Neural networks belong to the family of artificial intelligence and machine learning technologies. Various industries and enterprises are already employing these advanced technologies and concepts to gain a market edge. Fields such as banking, retail, healthcare, marketing, and manufacturing use AI-based systems and applications.
Studying neural networks may require significant effort, and the best way to master these skills is to practice. One of the practice options that can help understand the mechanisms of action is to learn how to create a neural network. You can explore the world of these models and create innovative systems. You can combine neural networks with other advanced technologies and concepts.
A neural network project involves designing, implementing, and training artificial neural networks to solve specific problems or tasks. Neural networks are a type of machine learning model that can learn from large datasets to make predictions or classifications and can be applied in various areas such as computer vision, natural language processing, and robotics. They often involve complex algorithms, data preprocessing, and hyperparameter tuning to achieve optimal performance.
Three examples of neural networks include convolutional neural networks (CNNs), used for image recognition and classification; recurrent neural networks (RNNs), for natural language processing and sequence prediction; and generative adversarial networks (GANs), used for creating realistic images and data. Online neural networks are easier to make in the format of an RNN.
The very first step to understanding what an artificial neural network does is to understand a neuron. Neural networks mimic the actual neurons of the human brain, hence the name. Neurons have branches protruding from both ends, called dendrites. One cannot do much, but when thousands of neurons connect and work together, they become powerful and can process complex actions and concepts. A computer node works just like a human neuron.
Concept: Independent values (input signals) pass through a “neuron” to generate a dependent value (output signal). Whatever we hear, smell, touch, whatever it might be, is processed as an input layer and then sent out as output. For our digital neuron, independent values (input signals) pass through a “neuron” to generate a dependent value (output signal).
Six examples of neural networks in our daily lives include:
In the IT field, neural networks simplify project creation. Let’s consider a few illustrative examples.
Neural networks are parallel information processing systems consisting of a series of simple neurons (also called nodes or units) organized in layers and connected by links. Artificial models mimic the interconnected structures of animal and human brains and nervous systems, where neurons correspond to cell bodies, and connections are equivalent to axons in biology.
Input variables are fed into input blocks, which distribute information through connections. Thus, input variables are multiplied by the connection weights between the input and hidden layers. Hidden neurons sum the weighted signals from input neurons, then project this sum onto an activation function. The resulting activations of hidden neurons are processed by connections between hidden and output and sent to output neurons. The output neuron also performs a summation and projection of its activation function. Next, we’ll look into where one can create a neural network.

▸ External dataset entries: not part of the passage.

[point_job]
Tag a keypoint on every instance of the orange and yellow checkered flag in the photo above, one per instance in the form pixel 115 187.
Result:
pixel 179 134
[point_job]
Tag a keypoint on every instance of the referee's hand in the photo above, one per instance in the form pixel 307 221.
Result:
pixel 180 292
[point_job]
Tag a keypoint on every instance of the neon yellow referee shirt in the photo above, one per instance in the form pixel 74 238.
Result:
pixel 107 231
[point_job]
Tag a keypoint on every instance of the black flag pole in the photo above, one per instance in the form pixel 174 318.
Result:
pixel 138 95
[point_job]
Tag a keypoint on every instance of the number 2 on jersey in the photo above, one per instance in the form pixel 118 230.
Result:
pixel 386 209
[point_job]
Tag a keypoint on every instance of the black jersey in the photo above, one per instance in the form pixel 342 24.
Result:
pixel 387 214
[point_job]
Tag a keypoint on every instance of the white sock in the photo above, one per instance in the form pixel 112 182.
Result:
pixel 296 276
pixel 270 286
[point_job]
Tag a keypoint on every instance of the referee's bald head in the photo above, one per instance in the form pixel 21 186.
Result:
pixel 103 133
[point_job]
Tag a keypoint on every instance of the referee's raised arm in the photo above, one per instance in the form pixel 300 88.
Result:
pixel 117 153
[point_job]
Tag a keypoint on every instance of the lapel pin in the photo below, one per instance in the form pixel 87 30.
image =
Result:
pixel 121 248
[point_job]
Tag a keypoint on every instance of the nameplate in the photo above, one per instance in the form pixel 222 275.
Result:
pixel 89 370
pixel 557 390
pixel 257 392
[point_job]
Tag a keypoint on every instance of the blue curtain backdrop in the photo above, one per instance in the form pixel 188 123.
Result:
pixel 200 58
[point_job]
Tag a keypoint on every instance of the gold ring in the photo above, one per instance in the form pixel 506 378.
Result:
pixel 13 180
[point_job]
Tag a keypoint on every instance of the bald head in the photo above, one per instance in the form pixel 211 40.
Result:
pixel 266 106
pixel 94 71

Let’s consider how to create a neural network in python using autoencoders. Autoencoders are the simplest forms of deep learning architectures. In these networks, the input first gets compressed into a low-dimensional code. The next step involves reconstructing the output using the compact code representation. Autoencoders are also called feedforward neural networks. This is because they have three separate components built into them. The encoder, code, and decoder—these are the three components.
In these neural networks, input goes through the encoder and then generates the code. Then this code is used by the decoder to process the output. The output is produced in this process, and it is identical to the input. To develop the project, you will need an encoding method, a loss function, and a decoding method. We suggest you use binary cross-entropy or mean squared error as the two options for the loss function. The method of backpropagation can be used to train autoencoders.
Developing neural network architectures from scratch for solving more complex tasks is typically done by entire research teams, and making a complex neural network on one’s own is practically impossible. However, there are some things to keep in mind. Deeper networks have greater abstraction but also higher complexity.